Location
- 600 Elko Street Gonzales, California 93926

District information
- Type: Public
- Superintendent: Joey Adame
- Asst. superintendent(s): Hugo Galvan
- Schools: La Gloria Elementary, Fairview Middle School, Gonzales High School, Gonzales Adult School

Other information
- Website: https://www.gonzalesusd.net/

= Gonzales Unified School District =

School district in California, United States

Gonzales Unified School District is a school district in Gonzales, California. It operates La Gloria Elementary School, Fairview Middle School, Gonzales High School, and Gonzales Adult School.

As of the 2023–2024 school year, Gonzales Unified School District serves approximately 2,017 students. The district employs about 99 full-time equivalent classroom teachers, resulting in a student–teacher ratio of approximately 20:1.

==History==

The first schoolhouse in Gonzales was built in 1874.
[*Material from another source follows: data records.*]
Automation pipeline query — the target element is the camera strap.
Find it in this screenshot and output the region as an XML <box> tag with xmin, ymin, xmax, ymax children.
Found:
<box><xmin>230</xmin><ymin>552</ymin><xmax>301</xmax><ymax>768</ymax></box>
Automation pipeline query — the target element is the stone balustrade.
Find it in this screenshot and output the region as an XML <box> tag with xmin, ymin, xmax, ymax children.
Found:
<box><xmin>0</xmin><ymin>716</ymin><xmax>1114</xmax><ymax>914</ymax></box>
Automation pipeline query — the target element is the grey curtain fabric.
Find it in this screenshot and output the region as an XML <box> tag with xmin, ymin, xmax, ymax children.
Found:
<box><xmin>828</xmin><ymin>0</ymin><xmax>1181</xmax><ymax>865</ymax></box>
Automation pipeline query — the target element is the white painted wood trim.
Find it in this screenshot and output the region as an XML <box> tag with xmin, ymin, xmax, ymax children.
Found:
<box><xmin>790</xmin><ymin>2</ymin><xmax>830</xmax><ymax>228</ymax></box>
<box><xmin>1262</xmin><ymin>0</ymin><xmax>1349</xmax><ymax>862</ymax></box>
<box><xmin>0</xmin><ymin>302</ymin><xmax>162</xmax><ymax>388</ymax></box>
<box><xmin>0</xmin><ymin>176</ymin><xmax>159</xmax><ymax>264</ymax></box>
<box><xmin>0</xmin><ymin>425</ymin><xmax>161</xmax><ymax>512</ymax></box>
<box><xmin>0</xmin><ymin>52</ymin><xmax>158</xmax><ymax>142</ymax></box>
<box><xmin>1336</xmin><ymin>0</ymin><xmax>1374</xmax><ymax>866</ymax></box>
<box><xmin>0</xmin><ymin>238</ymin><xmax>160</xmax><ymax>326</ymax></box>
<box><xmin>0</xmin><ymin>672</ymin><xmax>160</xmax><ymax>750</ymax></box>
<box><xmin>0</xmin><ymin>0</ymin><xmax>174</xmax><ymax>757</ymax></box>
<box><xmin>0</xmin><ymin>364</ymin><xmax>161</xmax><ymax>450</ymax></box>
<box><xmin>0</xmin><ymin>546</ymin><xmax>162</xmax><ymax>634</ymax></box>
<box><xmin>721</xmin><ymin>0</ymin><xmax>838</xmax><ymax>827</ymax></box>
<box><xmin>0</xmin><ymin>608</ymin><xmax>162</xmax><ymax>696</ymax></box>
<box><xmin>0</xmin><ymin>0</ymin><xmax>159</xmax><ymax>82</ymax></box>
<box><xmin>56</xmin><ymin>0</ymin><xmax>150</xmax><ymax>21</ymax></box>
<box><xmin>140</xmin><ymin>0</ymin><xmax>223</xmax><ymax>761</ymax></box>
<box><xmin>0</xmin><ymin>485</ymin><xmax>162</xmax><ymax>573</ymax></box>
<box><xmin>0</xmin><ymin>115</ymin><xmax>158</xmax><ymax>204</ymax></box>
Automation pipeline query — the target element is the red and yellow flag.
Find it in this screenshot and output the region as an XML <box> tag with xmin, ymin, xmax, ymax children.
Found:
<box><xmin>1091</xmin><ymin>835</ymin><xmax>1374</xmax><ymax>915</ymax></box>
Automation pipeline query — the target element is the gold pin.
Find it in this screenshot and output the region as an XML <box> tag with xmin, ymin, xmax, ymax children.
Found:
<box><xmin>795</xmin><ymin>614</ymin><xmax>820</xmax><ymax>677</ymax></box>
In 2018 Yvette Irving became the Superintendent. The school board continued her tenure in 2020, with an anticipated end in mid-2022. In March 2022 the school board decided to remove her early before the scheduled end of her term. Three board members did so in favor, and two voted against the removal. The school district paid Irving's remaining scheduled contracted earnings as the district did not specify wrongdoing as a reason for the firing. Irving was succeeded as Superintendent by Matilde Zamora, who held the position until 2024. Since 2024 Joey Adame has been the superintendent of the school district.